Qualche mese fa intervistai Pippo Giordano (ecco l’intervista), ex poliziotto, per anni in prima linea nella guerra a Cosa Nostra. Oggi parlo nuovamente di lui e del suo libro “Il sopravvissuto”, scritto con la collaborazione di Andrea Cottone, uscito nel luglio 2012, edito da Castelvecchi editore.
“Il sopravvissuto” è un pugno nello stomaco, anzi una serie di pugni nello stomaco: Falcone, Borsellino, Cassarà, Lillo Zucchetto, Montana e tanti, tantissimi altri sfilano davanti ai nostri occhi, lasciando dietro di loro una scia di sangue. Quel sangue che per troppi anni ha sporcato le strade di Palermo e della Sicilia. Corpi crivellati, fatti a pezzi, famiglie precipitate nel dolore. Questa è la mafia, questa è Cosa Nostra: terrore, distruzione e morte, regole ben precise, nessun rispetto nemmeno per la vita di donne e bambini.

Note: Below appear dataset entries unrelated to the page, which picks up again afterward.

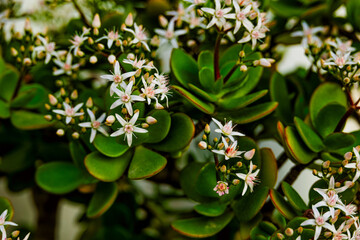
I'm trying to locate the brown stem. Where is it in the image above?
[32,188,60,240]
[72,0,91,27]
[214,33,222,81]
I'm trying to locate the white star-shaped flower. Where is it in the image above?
[79,109,109,143]
[110,112,147,147]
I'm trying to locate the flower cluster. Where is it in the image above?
[199,118,260,196]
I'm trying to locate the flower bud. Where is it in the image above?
[232,178,240,186]
[85,97,94,108]
[56,128,65,137]
[92,13,101,28]
[146,116,157,125]
[108,54,116,64]
[198,141,207,150]
[89,55,97,64]
[244,148,255,160]
[48,94,58,106]
[125,13,134,27]
[71,132,80,139]
[70,89,79,100]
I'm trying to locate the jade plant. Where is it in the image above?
[0,0,360,240]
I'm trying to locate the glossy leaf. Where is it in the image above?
[172,86,215,114]
[195,163,219,198]
[281,182,308,212]
[309,82,347,124]
[170,48,200,87]
[259,148,278,188]
[145,110,171,143]
[270,189,297,219]
[94,134,129,158]
[149,113,195,152]
[219,89,268,110]
[231,186,269,221]
[171,213,234,238]
[128,146,167,179]
[86,182,118,218]
[314,104,346,138]
[284,126,316,164]
[294,117,325,152]
[10,110,53,130]
[84,151,132,182]
[324,132,356,151]
[35,162,84,194]
[194,202,227,217]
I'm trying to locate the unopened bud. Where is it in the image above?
[10,47,18,57]
[198,141,207,150]
[108,54,116,64]
[285,228,294,237]
[244,148,255,160]
[159,15,169,28]
[322,160,330,169]
[125,13,134,27]
[44,115,52,122]
[56,128,65,137]
[85,97,94,108]
[70,89,79,100]
[92,13,101,28]
[105,115,115,126]
[146,116,157,125]
[71,132,80,139]
[48,94,58,106]
[233,178,240,186]
[240,64,247,72]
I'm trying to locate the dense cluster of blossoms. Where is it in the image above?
[32,14,170,146]
[199,118,260,196]
[292,21,360,84]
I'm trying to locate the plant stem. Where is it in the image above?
[214,33,222,81]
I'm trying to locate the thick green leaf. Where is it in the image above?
[86,182,118,218]
[324,132,356,151]
[270,72,293,123]
[10,110,53,130]
[145,110,171,143]
[313,104,346,138]
[94,134,129,158]
[0,66,19,102]
[128,146,167,179]
[259,148,278,188]
[232,186,269,221]
[170,48,200,87]
[172,86,215,114]
[195,163,219,198]
[281,182,308,212]
[284,126,316,164]
[199,67,215,92]
[270,189,297,219]
[148,113,195,152]
[0,99,10,118]
[224,102,278,124]
[35,162,84,194]
[84,151,132,182]
[194,202,227,217]
[171,213,234,238]
[309,82,347,124]
[198,50,214,70]
[294,117,325,152]
[0,197,14,221]
[219,89,268,110]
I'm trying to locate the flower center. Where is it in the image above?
[92,121,101,129]
[121,94,131,103]
[124,124,134,133]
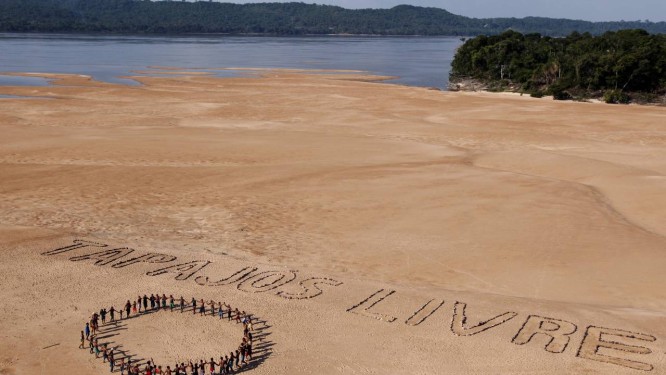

In questa atmosfera che sembra irreale, in questa girandola impazzita di spari, esplosioni e cieca violenza, si muove Pippo Giordano assieme ai suoi colleghi. Con lui viviamo gli appostamenti, i depistaggi, le catture sfumate all’ultimo minuto, la mafia s’infila nelle istituzioni, lo Stato e l’anti-Stato diventano una cosa sola.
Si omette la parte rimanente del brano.